January 5, 2023 — Intermittent 500s in Core

January 5, 2023 — Intermittent Core 500 Errors Primarily Affecting Offsite Transactions

Spreedly’s core API server receives and responds to external API requests made by our clients.

What Happened

While upgrading Spreedly’s database capabilities, code was deployed that generated a large queue of backlogged work. While working through the backlog of enqueued work, core served some customers intermittent 500 errors on January 5, 2023 between 5:30pm UTC and 8:00pm UTC.

Next Steps

Spreedly is reviewing database upgrade processes, queueing rules, and adding some additional alerting.

Posted Jan 12, 2023 - 11:08 EST

Resolved
Callback delivery may continue to experience delays, however the queue is now rapidly decreasing.

We estimate the queue to be caught up and current overnight. Any delayed or missed callbacks will be re-queued tomorrow.

The incident is being considered resolved.

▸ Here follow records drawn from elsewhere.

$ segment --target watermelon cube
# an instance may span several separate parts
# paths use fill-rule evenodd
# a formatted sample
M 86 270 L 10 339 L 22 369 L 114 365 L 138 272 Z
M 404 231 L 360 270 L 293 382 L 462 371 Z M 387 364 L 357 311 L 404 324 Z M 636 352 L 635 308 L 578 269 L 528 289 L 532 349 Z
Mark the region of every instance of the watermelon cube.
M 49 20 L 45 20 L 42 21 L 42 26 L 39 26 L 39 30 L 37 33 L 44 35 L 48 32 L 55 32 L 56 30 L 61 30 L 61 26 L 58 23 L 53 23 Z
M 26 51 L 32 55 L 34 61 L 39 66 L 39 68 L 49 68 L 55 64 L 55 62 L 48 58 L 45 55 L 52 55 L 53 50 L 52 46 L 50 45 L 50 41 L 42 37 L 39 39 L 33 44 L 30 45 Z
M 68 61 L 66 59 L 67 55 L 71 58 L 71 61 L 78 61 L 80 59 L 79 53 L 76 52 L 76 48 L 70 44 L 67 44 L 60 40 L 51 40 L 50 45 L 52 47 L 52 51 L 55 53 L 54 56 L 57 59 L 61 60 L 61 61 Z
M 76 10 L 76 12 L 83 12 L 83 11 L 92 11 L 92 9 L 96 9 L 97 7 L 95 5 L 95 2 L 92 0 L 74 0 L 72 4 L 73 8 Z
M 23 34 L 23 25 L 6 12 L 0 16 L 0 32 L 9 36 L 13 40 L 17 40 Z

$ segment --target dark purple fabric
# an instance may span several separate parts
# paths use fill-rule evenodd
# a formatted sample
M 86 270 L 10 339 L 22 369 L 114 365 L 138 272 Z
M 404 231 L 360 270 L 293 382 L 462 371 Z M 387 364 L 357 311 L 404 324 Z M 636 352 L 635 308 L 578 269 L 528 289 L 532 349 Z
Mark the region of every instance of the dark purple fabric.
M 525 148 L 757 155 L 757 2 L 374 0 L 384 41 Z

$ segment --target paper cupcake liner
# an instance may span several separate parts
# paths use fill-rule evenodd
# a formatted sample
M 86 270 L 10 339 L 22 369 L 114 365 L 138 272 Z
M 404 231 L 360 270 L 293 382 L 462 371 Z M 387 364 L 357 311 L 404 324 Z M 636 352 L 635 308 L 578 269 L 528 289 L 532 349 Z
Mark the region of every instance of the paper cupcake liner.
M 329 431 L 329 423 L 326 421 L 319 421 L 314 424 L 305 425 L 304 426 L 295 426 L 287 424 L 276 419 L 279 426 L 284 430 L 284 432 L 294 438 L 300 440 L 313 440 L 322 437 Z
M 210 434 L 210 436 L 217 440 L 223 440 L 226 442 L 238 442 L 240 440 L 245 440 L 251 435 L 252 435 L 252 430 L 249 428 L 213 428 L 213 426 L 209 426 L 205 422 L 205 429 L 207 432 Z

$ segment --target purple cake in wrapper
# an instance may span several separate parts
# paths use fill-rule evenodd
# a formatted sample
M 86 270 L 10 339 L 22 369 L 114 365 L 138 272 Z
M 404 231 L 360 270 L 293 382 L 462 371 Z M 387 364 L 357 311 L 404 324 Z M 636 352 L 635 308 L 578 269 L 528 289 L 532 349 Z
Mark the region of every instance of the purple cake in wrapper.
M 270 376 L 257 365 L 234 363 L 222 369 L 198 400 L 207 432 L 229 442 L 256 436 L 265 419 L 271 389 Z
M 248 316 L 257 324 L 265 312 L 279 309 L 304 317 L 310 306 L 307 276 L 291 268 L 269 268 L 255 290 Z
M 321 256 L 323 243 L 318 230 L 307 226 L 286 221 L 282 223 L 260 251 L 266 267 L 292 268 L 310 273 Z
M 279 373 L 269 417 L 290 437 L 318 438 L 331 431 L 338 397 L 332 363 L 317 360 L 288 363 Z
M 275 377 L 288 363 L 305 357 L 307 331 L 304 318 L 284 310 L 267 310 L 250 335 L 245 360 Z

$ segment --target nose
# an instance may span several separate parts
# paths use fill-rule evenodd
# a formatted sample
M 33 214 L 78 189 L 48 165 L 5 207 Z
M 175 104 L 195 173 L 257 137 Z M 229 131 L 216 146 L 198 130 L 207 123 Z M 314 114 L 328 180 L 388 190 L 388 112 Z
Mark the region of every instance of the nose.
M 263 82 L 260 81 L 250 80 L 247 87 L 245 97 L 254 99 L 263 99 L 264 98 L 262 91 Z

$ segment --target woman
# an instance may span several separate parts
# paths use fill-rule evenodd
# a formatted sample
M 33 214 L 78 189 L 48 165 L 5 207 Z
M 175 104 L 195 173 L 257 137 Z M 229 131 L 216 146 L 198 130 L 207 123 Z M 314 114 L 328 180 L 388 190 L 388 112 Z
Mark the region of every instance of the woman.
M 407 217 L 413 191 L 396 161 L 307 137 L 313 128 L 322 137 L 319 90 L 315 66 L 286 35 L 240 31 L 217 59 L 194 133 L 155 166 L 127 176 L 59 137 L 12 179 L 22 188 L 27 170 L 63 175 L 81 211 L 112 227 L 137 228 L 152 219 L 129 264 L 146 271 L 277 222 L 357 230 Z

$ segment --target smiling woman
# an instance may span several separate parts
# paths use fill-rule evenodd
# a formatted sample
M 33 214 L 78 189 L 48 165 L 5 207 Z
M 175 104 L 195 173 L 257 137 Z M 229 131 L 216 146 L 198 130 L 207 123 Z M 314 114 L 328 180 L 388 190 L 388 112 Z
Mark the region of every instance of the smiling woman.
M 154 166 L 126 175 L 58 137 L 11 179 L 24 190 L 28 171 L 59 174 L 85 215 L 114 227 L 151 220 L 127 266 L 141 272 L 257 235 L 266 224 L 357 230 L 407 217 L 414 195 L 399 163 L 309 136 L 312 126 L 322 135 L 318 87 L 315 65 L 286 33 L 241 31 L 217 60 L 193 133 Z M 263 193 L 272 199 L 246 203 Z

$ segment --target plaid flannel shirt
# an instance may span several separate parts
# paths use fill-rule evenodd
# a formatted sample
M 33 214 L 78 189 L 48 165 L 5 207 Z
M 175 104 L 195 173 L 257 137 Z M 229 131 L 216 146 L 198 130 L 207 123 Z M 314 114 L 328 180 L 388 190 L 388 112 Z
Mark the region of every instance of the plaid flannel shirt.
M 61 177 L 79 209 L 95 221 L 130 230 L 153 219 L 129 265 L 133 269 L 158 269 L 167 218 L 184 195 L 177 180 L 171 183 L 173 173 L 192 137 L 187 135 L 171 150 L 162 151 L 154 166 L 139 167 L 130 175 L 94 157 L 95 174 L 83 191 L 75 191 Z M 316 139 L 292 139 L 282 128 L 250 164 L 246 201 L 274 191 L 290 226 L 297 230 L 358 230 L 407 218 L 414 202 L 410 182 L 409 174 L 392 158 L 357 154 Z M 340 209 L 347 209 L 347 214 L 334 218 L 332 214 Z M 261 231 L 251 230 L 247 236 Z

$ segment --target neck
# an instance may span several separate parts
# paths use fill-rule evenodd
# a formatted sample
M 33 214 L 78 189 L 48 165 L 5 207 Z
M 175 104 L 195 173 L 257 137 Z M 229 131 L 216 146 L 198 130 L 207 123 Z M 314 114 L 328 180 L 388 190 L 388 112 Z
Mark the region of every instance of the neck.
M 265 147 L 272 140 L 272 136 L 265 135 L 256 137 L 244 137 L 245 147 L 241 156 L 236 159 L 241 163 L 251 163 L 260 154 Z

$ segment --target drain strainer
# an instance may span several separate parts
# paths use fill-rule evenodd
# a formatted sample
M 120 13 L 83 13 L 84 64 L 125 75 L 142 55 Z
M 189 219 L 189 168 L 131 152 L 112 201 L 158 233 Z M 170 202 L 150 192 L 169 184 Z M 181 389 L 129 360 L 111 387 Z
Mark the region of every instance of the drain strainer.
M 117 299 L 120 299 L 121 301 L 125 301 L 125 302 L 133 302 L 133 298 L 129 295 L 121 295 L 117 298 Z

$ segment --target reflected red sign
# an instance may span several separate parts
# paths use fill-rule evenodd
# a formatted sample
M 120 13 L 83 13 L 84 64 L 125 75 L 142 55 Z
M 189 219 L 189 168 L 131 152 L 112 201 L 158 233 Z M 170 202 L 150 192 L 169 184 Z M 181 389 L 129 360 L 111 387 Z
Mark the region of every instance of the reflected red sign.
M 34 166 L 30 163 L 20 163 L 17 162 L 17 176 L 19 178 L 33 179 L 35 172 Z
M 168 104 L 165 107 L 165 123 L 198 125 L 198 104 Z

We are still investigating to understand the specific causes of the incident and any residual impact. A post incident review will be published.

We apologize for any inconvenience and disruption to service.
Posted Jan 05, 2023 - 22:52 EST
Monitoring
The issue has been mitigated that caused intermittent 500 errors on Spreedly's Core API and affected asynchronous transactions. Customers are no longer experiencing 500 errors.

Customers may continue to see a delay in callback delivery as the queue is consumed. We continue to actively monitor the queue consumption. This issue is now in monitoring.
Posted Jan 05, 2023 - 15:58 EST
Investigating
We are investigating an issue regarding intermittent core 500 errors impacting less than 1% of transactions. We apologize for the inconvenience as our teams work to resolve this issue.
Posted Jan 05, 2023 - 13:39 EST
This incident affected: Core Transactional API.